From a technical standpoint, CSL remains in deeply oversold territory. For the entirety of May, the stock’s relative strength index stayed below the 30 point mark, a level that historically signals oversold conditions and exhaustion among sellers. Price action has been well below both 50-day and 200-day exponential moving averages ever since the company announced a shock earnings downgrade in February 2026.
With no clear positive catalyst for CSL’s turnaround, buyers appear to be focusing instead on the biotech firm’s historically cheap valuation.
Analyst sentiment reflects the broader uncertainty. TipRanks data on the CMC Invest platform paints a similarly cautious picture, with 11 analyst ratings split between just 3 buys and 8 holds, and 12-month price targets ranging from a low of A$99 to a high of A$230, with an average of A$138.
Jefferies was among those downgrading CSL in May, slashing its price target to A$108 from A$195, citing pricing pressure and competition from generics at its iron deficiency and nephrology medicine unit Vifor.
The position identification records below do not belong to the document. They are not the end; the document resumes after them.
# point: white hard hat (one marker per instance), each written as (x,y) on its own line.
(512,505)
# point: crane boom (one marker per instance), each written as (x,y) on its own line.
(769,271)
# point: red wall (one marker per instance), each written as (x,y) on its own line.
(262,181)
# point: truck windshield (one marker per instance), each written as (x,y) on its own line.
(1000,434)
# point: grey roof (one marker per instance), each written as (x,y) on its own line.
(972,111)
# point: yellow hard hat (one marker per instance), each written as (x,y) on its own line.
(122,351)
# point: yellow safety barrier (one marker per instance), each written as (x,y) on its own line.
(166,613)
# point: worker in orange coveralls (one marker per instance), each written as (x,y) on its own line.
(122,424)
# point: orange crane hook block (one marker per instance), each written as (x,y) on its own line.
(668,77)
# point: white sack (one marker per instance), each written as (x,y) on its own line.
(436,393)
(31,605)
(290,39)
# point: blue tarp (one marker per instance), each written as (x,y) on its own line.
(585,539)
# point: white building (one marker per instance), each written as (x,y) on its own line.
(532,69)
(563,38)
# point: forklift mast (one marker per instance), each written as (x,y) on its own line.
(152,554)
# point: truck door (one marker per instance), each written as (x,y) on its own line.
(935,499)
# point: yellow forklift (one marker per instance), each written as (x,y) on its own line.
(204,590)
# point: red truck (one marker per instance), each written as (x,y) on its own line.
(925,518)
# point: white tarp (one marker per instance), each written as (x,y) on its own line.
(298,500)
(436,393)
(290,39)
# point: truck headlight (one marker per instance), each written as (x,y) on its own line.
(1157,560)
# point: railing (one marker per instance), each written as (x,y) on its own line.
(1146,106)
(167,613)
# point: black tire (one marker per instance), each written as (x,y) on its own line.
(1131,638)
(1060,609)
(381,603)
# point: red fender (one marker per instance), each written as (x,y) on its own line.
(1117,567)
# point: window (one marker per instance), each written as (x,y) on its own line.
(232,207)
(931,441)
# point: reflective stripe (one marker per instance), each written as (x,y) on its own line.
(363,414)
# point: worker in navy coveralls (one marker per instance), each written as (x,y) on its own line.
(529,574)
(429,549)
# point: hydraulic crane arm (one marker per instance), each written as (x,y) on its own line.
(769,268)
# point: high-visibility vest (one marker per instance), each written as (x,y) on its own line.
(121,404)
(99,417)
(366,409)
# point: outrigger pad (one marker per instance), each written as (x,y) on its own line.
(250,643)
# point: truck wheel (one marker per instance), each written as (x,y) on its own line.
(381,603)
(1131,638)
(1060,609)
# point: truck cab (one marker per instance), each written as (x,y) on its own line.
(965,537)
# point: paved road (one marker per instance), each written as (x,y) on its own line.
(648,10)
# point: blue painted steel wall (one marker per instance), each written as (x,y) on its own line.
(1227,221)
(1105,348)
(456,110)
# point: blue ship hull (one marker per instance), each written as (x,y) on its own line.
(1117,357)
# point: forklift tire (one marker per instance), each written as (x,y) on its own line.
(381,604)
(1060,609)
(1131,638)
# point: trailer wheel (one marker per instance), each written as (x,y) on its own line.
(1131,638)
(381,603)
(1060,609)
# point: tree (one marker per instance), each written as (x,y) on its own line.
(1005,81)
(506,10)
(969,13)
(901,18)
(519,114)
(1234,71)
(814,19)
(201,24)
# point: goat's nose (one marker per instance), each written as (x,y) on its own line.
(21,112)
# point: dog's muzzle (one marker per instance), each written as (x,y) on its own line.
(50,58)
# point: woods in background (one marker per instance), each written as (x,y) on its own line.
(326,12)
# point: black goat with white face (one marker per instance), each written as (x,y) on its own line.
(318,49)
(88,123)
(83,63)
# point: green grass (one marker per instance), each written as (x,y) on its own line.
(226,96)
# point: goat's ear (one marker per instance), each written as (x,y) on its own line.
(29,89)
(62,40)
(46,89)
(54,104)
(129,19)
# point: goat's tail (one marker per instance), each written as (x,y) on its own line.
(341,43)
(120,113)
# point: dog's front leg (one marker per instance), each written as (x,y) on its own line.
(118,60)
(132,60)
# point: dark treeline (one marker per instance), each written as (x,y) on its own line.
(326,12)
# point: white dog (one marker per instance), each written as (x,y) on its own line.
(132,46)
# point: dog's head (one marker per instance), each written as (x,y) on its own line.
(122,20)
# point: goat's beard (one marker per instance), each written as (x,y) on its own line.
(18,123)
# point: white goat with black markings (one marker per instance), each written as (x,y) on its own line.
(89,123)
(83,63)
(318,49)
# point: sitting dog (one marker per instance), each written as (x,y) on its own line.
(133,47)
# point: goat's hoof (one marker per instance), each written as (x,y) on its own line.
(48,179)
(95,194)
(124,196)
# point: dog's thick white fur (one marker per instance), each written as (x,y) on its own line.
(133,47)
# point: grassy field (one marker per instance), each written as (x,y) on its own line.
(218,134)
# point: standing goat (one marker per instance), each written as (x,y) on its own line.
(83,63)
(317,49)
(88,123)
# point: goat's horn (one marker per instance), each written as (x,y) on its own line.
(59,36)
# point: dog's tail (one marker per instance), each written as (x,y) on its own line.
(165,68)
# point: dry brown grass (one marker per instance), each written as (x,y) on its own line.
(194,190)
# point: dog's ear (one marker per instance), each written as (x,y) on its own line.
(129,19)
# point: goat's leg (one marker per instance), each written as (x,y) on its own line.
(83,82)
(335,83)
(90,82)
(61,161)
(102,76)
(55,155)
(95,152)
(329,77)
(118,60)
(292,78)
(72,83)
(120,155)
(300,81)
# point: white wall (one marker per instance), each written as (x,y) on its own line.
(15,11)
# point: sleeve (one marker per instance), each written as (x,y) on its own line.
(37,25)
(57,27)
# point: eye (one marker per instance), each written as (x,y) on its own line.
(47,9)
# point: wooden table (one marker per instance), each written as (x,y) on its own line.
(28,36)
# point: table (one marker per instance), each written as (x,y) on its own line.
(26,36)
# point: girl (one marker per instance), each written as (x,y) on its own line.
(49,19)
The investment bank also said that a glut of immunoglobulin inventory in US-based hospitals and a slump in albumin (a blood plasma protein) prices in China have stemmed earnings growth at its CSL Behring unit, which contributed 69% of FY 2026 group revenue.
The challenges extend beyond plasma. Declining US immunisation rates have slowed momentum at the Seqirus vaccines unit, contributing to the decision to delay the spinoff.
At such a time, CSL finds itself in the middle of a management crisis. Following Paul McKenzie’s abrupt retirement in February, interim CEO Gordon Naylor, the former head of the vaccine unit, has since ruled himself out as a permanent candidate, leaving a leadership vacuum at the worst possible time.
The road to recovery may be a long one. There is a chance that buyers in May moved too early. If CSL's 18 August earnings result disappoints, the stock could come under renewed pressure.
Buyers appear focused on beaten-down prices for now. Decades of consistent compounding have earned CSL a loyal following, one that has so far proven reluctant to give up on the company despite its recent challenges.
CSL bulls remain convinced that the company can reclaim its status as a rare large cap capable of sustaining double-digit earnings growth. But, times are changing. Increased competition, changing attitudes towards vaccination and the rise of protectionism (China began developing albumin to decrease import reliance in 2025) could mean that the conditions that allowed CSL to thrive in the past may no longer exist.